While individual prejudice and ineptitude play a role, the main reason so many victims of police abuses are black is that police patrols are concentrated in minority neighborhoods. That is not the responsibly of individual police officers—it is the responsibility of the public officials who set policy for law enforcement and, ultimately, of the citizens who endorse that policy. It shouldn’t be surprising that citizens who endorse a policy of racial quarantine also sympathize with police who enforce that policy, refusing to charge or convict them in brutality cases.
Tragically, it may be unrealistic to expect Americans—including police—to ignore race, especially when forced to make quick assessments with high stakes. If there is one undeniable theme in the voluminous literature on implicit and unconscious bias, it is that bias is extremely widespread, even among people of good will. And it is not only unconscious bias at work. There is little doubt that many people are aware of their racial biases and believe them to be justified. Police who work in poor, high-crime neighborhoods of color have countless experiences that reinforce racial prejudice. Forced into an antagonistic relationship with the residents of minority communities, police must confront a largely justified resentment, but one for which they, as individuals, are not primarily to blame and which they can do little to relieve.
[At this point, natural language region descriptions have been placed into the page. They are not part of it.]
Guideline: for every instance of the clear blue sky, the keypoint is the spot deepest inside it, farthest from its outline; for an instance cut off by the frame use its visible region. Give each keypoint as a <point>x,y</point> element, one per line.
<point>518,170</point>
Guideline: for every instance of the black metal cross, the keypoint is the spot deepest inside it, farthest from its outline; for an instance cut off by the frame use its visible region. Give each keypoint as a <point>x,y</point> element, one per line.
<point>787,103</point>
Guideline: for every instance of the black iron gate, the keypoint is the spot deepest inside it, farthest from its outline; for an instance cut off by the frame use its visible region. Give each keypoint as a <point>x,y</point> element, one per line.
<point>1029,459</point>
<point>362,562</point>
As James Baldwin wrote of a policeman in the Harlem of 1960, “He is facing, daily and nightly, people who would gladly see him dead, and he knows it. . . . there are few things under heaven more unnerving than the silent, accumulating contempt and hatred of a people.” Compounding the problem, the many police who live in racially exclusive suburbs outside the cities where they work have few if any positive experiences with non-whites to allay their prejudices.
All this is a consequence of the most severe of injustices: the isolation of racial minorities in our society—the most durable legacy of Jim Crow era discrimination. But that is no more the fault of the individual cop on the beat than it is of concerned citizens who take comfort in his actions—until something goes wrong. What Baldwin wrote of police brutality almost sixty years ago is as true today: “It is hard . . . to blame the policeman . . . for being such a perfect representative of the people he serves.”
Given that many police officers will consider race when approaching people suspected of wrongdoing—maybe the best we can hope for is to limit the injury that these encounters cause. Here perhaps we can learn from the conservative attack on public unions—of which police unions are among the most powerful—and demand reforms that will make it easier to fire undisciplined or incompetent officers before they kill or maim. After all, the arguments against the inordinate power of police unions are mostly identical to those against the conservative’s bête noir, teacher’s unions. The difference is that incompetent or bigoted teachers leave citizens ignorant while incompetent or bigoted cops leave them dead. Regular monitoring can help to identify police facing an excessive number of complaints, and institutional reform can allow us to deny such officers a warrant to do violence in the name of the state.